When Mo Yuan did not respond, she suspected, like a certain Phoenix she knew, that a certain Dragon had a particular question in mind.

“But once you saved me from the sanct–“

“You were the one to lead us out, Qian Qian,” Mo Yuan interrupted. “I merely helped hold you upright.”

“Once you saved me from the sanctum,” she insisted, “because had you not entered to get me I would have collapsed there and died. And once you saved me from the destruction of the temple by carrying me out in your arms then your talons. And once you saved me and all the people of the Realm by confronting and destroying the Demon Emperor Qing Cang.  Once you merely did all that, Mo Yuan, I… I know I saw you when you came back to my side after shielding me behind a most powerful barrier of your essence; a barrier that showed me what brilliant forces moving water and lightning were.”

She was the one to bring them to a stop now, ducking out from under Mo Yuan’s cloak to face him directly.

“When you held my face, Mo Yuan, so that I may look into the sky,  I saw Zhe Yan’s colours and I will forever know fire and sky. And when I saw your face at the very last, I will forever know your smile.”

Mo Yuan’s breath hitched. “You did see my face.” He sounded suddenly hesitant. No. He sounded…shy.

“Mm-hmm.” Bai Qian smiled.  “Though I think I prefer the feel of your beard rather than how it looked.” 

Mo Yuan laughed as she’d intended him to. Clasping her free hand with his, he pulled off its mitten and rubbed her knuckles across his chin, earning him a girlish giggle.

Then he held her hand in place, his warm breaths blowing softly across her fingers as his laughter quieted.

“I am sorry, Qian Qian.”

“Sorry? Why? For what?”

“I find it difficult to reconcile… to not feel it cruel and unfair that you remain blind.”

“But I’m not blind, Mo Yuan.” 

Thoughts she hadn’t realized she harboured came to the fore. 

“Yes, in the literal sense of the word, it’s true I cannot see with my eyes. But I can see otherwise… through my hands, my ears, my taste buds, my nose, and as I’ve come to learn; greatest of all my heart.” 

Mo Yuan’s breath across her fingers grew warmer.

“I am not blind if I consider my life is rich with detail I would never be aware of otherwise. I didn’t used to think this way.  Blind Fox was a name I’d grown accustomed to hearing within the Realm.  But if I’ve gained anything from what we just went through, it’s an understanding, and an acceptance, that while I have no sense of sight, my life is vivid and coloured with insight instead.”

What would her life have been like had she not been born blind?

Would she still have sought out and become best friends with Zhe Yan?

Would she have learned the song of the sword and how to fight?  
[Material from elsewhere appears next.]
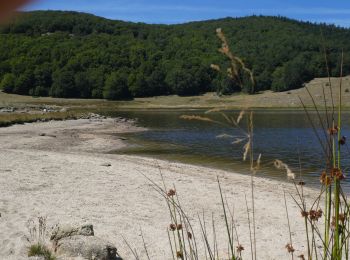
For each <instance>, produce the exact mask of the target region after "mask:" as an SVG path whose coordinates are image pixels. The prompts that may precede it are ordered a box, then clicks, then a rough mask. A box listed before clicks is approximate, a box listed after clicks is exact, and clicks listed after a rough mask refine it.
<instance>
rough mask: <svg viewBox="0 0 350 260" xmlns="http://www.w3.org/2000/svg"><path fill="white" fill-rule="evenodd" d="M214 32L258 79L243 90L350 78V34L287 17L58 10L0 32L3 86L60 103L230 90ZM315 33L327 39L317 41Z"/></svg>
mask: <svg viewBox="0 0 350 260" xmlns="http://www.w3.org/2000/svg"><path fill="white" fill-rule="evenodd" d="M216 28H222V30H223V32H224V33H225V35H226V36H227V38H228V40H229V42H230V44H231V49H232V51H233V52H234V53H235V54H236V55H237V56H239V57H241V58H242V59H243V60H244V62H245V63H246V65H247V67H249V68H251V69H252V70H253V72H254V75H255V80H256V86H255V88H254V90H253V89H250V88H249V86H247V88H245V89H244V90H243V91H245V92H253V91H254V92H258V91H261V90H270V89H271V90H273V91H284V90H289V89H294V88H298V87H301V86H302V84H303V83H304V82H308V81H309V80H311V79H313V78H315V77H324V76H326V75H327V71H326V66H325V61H324V51H323V45H324V46H326V49H327V54H328V57H329V67H330V71H331V75H332V76H337V75H339V68H340V65H339V64H340V54H341V50H342V49H343V50H344V59H345V62H344V74H346V75H347V74H350V63H349V62H348V61H349V59H350V45H349V44H348V43H349V42H350V30H349V29H344V28H338V27H335V26H329V25H324V24H312V23H305V22H298V21H295V20H290V19H287V18H283V17H264V16H251V17H245V18H225V19H219V20H209V21H202V22H191V23H186V24H179V25H148V24H142V23H130V22H123V21H113V20H108V19H104V18H101V17H96V16H93V15H90V14H84V13H76V12H63V11H36V12H29V13H24V14H22V15H21V16H18V17H16V18H14V19H13V20H12V21H11V22H10V23H9V24H8V25H5V26H2V27H1V28H0V88H2V89H3V90H4V91H5V92H8V93H16V94H21V95H33V96H53V97H65V98H78V97H79V98H107V99H131V98H134V97H148V96H157V95H169V94H178V95H197V94H200V93H205V92H208V91H216V92H218V93H221V94H231V93H233V92H236V91H238V89H237V84H235V82H232V81H231V80H230V79H229V78H227V76H226V75H225V74H224V73H218V72H216V71H214V70H212V69H211V68H210V64H213V63H214V64H219V65H221V66H223V67H225V64H226V65H227V61H226V59H225V57H224V56H223V55H222V54H220V53H219V52H218V48H219V47H220V41H219V40H218V39H217V37H216V35H215V30H216ZM321 32H322V34H323V36H324V40H323V37H322V35H321Z"/></svg>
How many of the woodland spirits’ lives had she been able to save the day of the attack simply because she knew how to fight and defend?

Would Jia be alive if she hadn’t been able to pursue the wolf through the forest as fast as she had, knowing in advance where every rock, root, and ridge was, which led to Mo Yuan and Zhe Yan following her to them all the faster?

Mo Yuan.

She would likely never have met him had Zhe Yan not heard of a silver moon orchid that could possibly help his ‘blind’ friend; the flower that bloomed in the darkness according to the poem her father read. 

Was she that flower? It didn’t matter in the end, Bai Qian realized.  For her heart and her soul were now indeed carried by a dragon.

Mo Yuan, who’d been holding her hand this whole time, said not a word as she slowly pulled his towards her chest.

But his breathing quickened and his body gave a jolt when she slipped his hand through the opening of her cloak and the front folds of her gown to settle on the skin over her heart.

“I am not blind, Mo Yuan, if I consider that otherwise I may never have known you and may never have known what truly falling in love is.”  

And as Mo Yuan had done with her back at his chambers when she’d questioned his intentions after the attack, Bai Qian exposed the raw essence of her soul to him so he may know the truth of her words and the truth of her feelings.

“I love you, Mo Yuan.”

His hand withdrew quickly and he embraced her in his arms. 

“As I love you, Bai Qian,” Mo Yuan whispered against her mouth, his lips softly taking hers.